A member of one of the families that remained in Indiana was Aaron Grigsby, whose claim to fame was his marriage to Sarah Lincoln, sister to the future President. They wed in 1826, but sadly within 18 months, Sarah died in childbirth. Abraham felt that Aaron failed to get a doctor in time and blamed him for Sarah's death. The animosity that he held for the Grigsby family lasted until 1844, when during a campaign speech, he noted another Grigsby brother in the audience, and calling out to him, arranged to meet that evening. (From David Herbert Donald's biography Lincoln, Simon & Schuster, 1996, pg 116.)
*Nathaniel Grigsby was Aaron Grigsby's brother, a good friend of Abraham Lincoln who attended school with him. By 1860, Nathaniel had moved to Missouri where he wrote to Lincoln requesting to be named
as Republican Precinct Committee Man. He placed Lincoln's name on the 1860 ballot.The Grigsby men in the midwest were staunch Union men, strong supporters of the young Republican Party. The polarization was just a little greater then than it is now. The Grigsbys did not believe in secession, feeling that it was treason. Nor did they believe it was proper to claim to "own" another person. They were Republicans. And they were willing to bear arms in support of the Union.

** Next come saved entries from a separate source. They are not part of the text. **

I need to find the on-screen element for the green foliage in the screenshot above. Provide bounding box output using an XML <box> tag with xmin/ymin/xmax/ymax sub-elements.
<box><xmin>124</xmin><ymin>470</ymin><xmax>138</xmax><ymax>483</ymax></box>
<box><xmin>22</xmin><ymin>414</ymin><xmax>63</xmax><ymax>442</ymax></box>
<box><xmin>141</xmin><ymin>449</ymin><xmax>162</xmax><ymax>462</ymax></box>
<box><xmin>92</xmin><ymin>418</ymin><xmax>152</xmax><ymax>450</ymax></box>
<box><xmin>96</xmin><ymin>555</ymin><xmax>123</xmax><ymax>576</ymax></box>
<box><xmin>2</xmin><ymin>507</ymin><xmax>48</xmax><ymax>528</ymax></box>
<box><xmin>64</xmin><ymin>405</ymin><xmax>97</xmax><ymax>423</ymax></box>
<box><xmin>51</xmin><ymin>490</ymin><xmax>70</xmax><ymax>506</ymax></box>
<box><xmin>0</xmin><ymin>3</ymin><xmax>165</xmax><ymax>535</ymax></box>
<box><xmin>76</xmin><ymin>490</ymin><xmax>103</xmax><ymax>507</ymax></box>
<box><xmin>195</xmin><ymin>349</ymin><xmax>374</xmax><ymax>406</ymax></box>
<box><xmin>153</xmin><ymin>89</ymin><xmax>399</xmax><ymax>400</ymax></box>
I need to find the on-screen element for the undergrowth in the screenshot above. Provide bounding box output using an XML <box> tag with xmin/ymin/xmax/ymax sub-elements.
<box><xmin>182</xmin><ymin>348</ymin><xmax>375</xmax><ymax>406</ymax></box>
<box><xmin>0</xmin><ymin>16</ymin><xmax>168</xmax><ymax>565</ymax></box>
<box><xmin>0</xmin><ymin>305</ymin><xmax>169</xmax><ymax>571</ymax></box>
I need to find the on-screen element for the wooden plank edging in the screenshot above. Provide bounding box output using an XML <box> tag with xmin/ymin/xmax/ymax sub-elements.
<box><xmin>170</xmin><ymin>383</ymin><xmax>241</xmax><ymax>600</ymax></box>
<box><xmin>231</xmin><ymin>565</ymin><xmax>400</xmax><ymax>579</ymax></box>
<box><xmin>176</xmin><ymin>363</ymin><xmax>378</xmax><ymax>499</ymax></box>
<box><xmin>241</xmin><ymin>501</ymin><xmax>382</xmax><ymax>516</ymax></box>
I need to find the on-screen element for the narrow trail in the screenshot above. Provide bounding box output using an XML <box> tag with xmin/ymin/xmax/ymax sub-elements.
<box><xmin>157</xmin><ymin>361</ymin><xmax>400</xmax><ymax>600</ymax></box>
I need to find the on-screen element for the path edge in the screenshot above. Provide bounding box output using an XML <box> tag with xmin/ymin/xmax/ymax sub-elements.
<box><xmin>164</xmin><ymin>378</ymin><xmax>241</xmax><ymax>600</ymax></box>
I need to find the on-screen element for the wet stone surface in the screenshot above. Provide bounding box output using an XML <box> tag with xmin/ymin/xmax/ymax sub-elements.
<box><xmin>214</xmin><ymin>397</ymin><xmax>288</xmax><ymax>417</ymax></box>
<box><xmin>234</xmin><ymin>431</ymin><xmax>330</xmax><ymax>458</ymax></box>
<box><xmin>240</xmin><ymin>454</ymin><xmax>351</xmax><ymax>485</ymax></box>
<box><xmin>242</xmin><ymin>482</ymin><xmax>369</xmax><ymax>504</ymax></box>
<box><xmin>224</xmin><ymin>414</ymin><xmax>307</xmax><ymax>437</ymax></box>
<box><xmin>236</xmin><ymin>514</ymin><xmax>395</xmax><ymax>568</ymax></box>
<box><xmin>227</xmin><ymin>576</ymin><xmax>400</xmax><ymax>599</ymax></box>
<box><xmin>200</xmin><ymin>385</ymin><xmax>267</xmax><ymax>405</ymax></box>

All of Natty's neighbors were Southern sympathizers. He had been talking about
electing Lincoln for president in town. One morning at about 2 or 3 a.m. a neighbor
rode up and told Natty not to light any lights. The neighbor wanted to warn him
that his neighbors were planning to murder him and if he wanted to live he should
be on his way.
After the warning, Natty moved back to Spencer Co., IN where he and four of his five
sons enlisted in Company C 10th IN Cavalry ( Richmond Davis did not enlist). Natty
was named 2nd Lieutenant.
The Democrats, on the other hand, led the fight for the expansion of slavery, and when that failed, the fight for secession. They remained the party of the South for years and years, until Lyndon Johnson signed the Voting Rights Act of 1965. And then they turned coat faster than anyone would have believed possible and became Republicans rather than accept the African American as a full and equal member of society. And the Republican Party, which today would never have accepted Abraham Lincoln as a member, much less standard bearer, embraced the lost Cause of the South in an effort, led by a Quaker from California, to win the White House. It worked.
The ancestors of today's Republicans were called Democrats. Today the Republican Party is the Party that speaks of secession, of treason, as Nathaniel Grigsby had carved into his tombstone. He fought them when they were called Democrats and if he were alive today, he would still know who the traitors to the Union are, regardless of any name change.